Many of us have seen the horrible images of forests being cut and burnt. Usually erosion will occur and nutrients will be washed away, making it difficult for reforestation. When bamboo is harvested, roots remain in the soil, securing the soil during the rainy seasons. Hard wood forests should be left for future generations.
When Bamboo is harvested, virtually every bit of the plant is used.
- Chopsticks: 24 billion pairs of chopsticks are used each year. Greenpeace China has estimated that to keep up with this demand, 100 acres of trees needs to be felled every 24 hours. Bring your own chopsticks movement is encouraging to take your own chopsticks to restaurants and only use bamboo.
- Wood: Bamboo can replace the use of wood for nearly every application. Amazing architecture is popping up all over the world and using bamboo for “pull down” festivals is becoming the norm.

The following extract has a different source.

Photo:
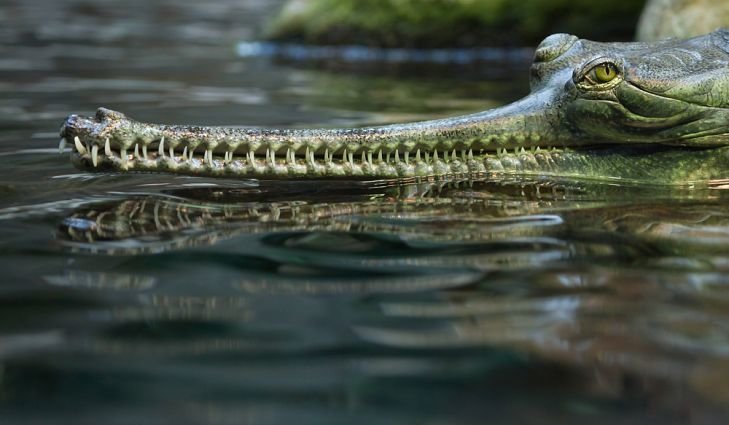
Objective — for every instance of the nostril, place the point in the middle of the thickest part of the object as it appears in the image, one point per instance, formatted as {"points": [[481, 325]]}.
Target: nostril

Cutlery: With over 6 million tons of nondurable plastics like spoons, knives and plates being thrown away every year, bamboo makes a sensible option. You can now purchase bamboo plates, knives and forks easily on the market. In the right conditions, they only take 6 months to compost, so you make soil as well! You can also find bamboo straws on the market that are way too beautiful to throw away.
- Clothing: Bamboo clothing is becoming more and more popular. Cotton clothing uses lots of pesticides and herbicides. On a super positive note, no fertilizer, pesticides, or herbicides are needed for bamboo to grow. More and more women are turning to bamboo underwear as well.
Bamboo shoots are delicious to eat and have been on the menu for centuries in Asia. There is a reason pandas are so strong. Bamboo shoots contain potassium, which is important for a healthy heart and to maintain normal blood pressure. Bamboo shoots have also been said to balance cholesterol, boost the immune system and provide anti-inflammatory properties.
You can buy fresh bamboo shoots from Asian supermarkets. There are several ways to eat bamboo. Fresh can be a little bitter, so I eat it either pickled or in a stir fry.
- Peel then boil fresh bamboo shoots for approximately 20 minutes.
- Chop the bamboo shoots and stir fry with garlic, ginger, chilli, lemongrass and kaffir leaves. Top it off with fresh coriander leaf. Serve it with rice.
If you are now convinced that you want to plant bamboo, do your research first. There are two patterning types of bamboo, clumping and running. Clumping tends to grow slowly and is controllable. Running, is as it says, runs and is really hard to catch up with.
Find the right bamboo for the right job. If you are wanting it for furniture, food, flooring, building materials or live in tropical or arid regions, there is the right bamboo for you.